I wear size 41 shoes. That's a ladies nine and a half in Australia and a seven or eight in the UK. I am just on the right side of the limit to ladies shoes sizing, except when it comes to sneakers. Like 'hair product', sneakers were originally conceived as androgynous. Sneakers were for doing sports or casual dress. Now, we have men's and women's sneakers. Women's sneakers only go up to about a size 40, just too small for me. Sneaker manufacturers rightly judge that the number of sales they will lose from size 41 women who refuse to buy a 'man's' sneaker is small enough for them to risk compared to the cost of producing a whole extra size for a relatively small group of consumers. This is sensible. Sneakers are after all androgynous. Except to sneaker sales people. These people are trained to sell one line of sneakers to women, and one to men. When I walk into the sneaker shop and start browsing on the 'men's' wall, I am politely directed to the 'women's' area. When I protest that my feet are too big for women's sneakers, the sale assistant usually ignores me, and I submit, entertaining the possibility sneaker manufacturers have changed their strategy and started making bigger 'women's' sneakers since the last time I went through this gender-bending ritual. The sales person then brings me several of their biggest pairs of women's sneakers. I try them on, and we all agree that they are about half a size too small and I am allowed to start trying on the 'men's' sneakers. I have been wearing 'men's' sneakers for all of my adult life (when I was a kid, I think they were just 'sneakers'). Does this make me 'masculine'? No. It does not. It makes me a person who wears sneakers.

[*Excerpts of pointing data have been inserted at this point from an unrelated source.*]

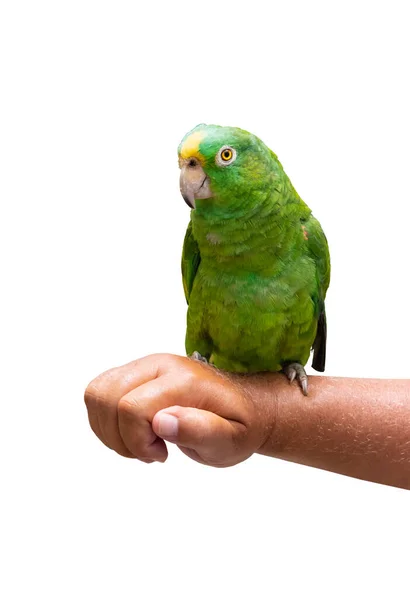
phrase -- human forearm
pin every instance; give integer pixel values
(357, 427)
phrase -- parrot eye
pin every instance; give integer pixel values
(225, 156)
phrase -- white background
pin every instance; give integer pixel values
(95, 97)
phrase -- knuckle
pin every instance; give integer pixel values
(128, 408)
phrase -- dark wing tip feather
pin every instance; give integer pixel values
(319, 345)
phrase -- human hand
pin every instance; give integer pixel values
(209, 414)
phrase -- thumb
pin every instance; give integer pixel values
(202, 435)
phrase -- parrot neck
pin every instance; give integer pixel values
(252, 239)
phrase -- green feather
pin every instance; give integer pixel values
(255, 263)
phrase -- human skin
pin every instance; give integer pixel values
(356, 427)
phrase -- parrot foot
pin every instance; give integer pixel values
(296, 371)
(196, 356)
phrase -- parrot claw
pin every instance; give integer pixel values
(196, 356)
(296, 371)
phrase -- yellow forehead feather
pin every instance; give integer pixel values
(191, 146)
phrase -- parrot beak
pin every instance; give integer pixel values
(193, 182)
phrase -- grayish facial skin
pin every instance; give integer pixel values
(193, 182)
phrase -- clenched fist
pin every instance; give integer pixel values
(210, 415)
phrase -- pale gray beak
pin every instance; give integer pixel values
(193, 182)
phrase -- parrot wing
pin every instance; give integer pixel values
(191, 258)
(319, 250)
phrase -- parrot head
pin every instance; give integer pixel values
(222, 166)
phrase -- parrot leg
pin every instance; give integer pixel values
(296, 371)
(196, 356)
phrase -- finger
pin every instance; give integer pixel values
(135, 413)
(203, 435)
(103, 393)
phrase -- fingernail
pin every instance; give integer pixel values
(168, 426)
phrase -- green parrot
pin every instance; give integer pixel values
(255, 262)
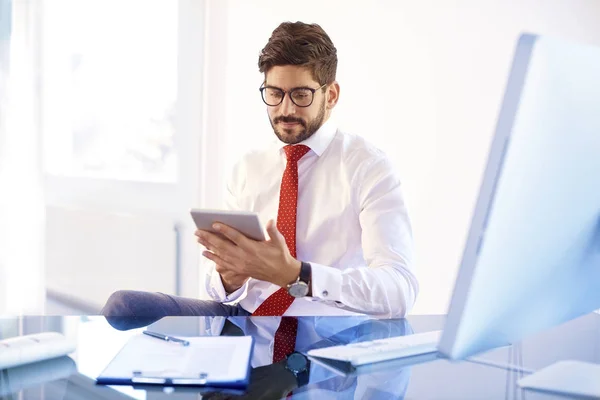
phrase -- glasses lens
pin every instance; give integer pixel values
(302, 97)
(272, 96)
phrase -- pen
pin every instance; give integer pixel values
(167, 338)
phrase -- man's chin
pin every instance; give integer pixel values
(289, 136)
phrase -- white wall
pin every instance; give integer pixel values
(423, 80)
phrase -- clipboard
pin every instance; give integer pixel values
(208, 361)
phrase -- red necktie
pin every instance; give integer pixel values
(280, 301)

In case you had any doubt, my worries about what to wear to work are bordering on pathological. A few months ago I got dressed for work, looked in the mirror and thought 'oh God, I look like Mark Miodownik', a colleague at UCL Engineering (also on the tellie). I look like a man, but does that necessarily mean that I look 'masculine', and does it matter? Mark does not strike me as someone who is uncomfortable with his gender, and maybe his style is just a little bit 'feminine'? The Miodownik dress code is something like this - sneakers (neutral), jeans (neutral), flowery shirt (girly), jacket (blokey). Jeans and sneakers first entered mass fashion in the sixties and seventies, as androgynous items of clothing worn by women's libbers and sexual revolutionaries. Mark, like many men these days, wears shirts that my Dad would think too girly. Men's fashion might not have caught up to Grayson Perry yet, but it has become more feminine. And the suit jacket gives an air of respectability, which might have been masculine once, but that doesn't mean it is only accessible to those who are male. On balance, I think it a fairly gender neutral style of dress, one that works in the university workplace.

Most days I wear my 'men's' hair product to work. Some days I wear dresses and shoes with heels, other days I wear my 'men's' sneakers. When I put my sneakers together with a pair of jeans, a shirt and suit jacket according to some I am falling unwittingly into the 'masculine' uniform of academic work. I am not. I am a person wearing clothes, to do work.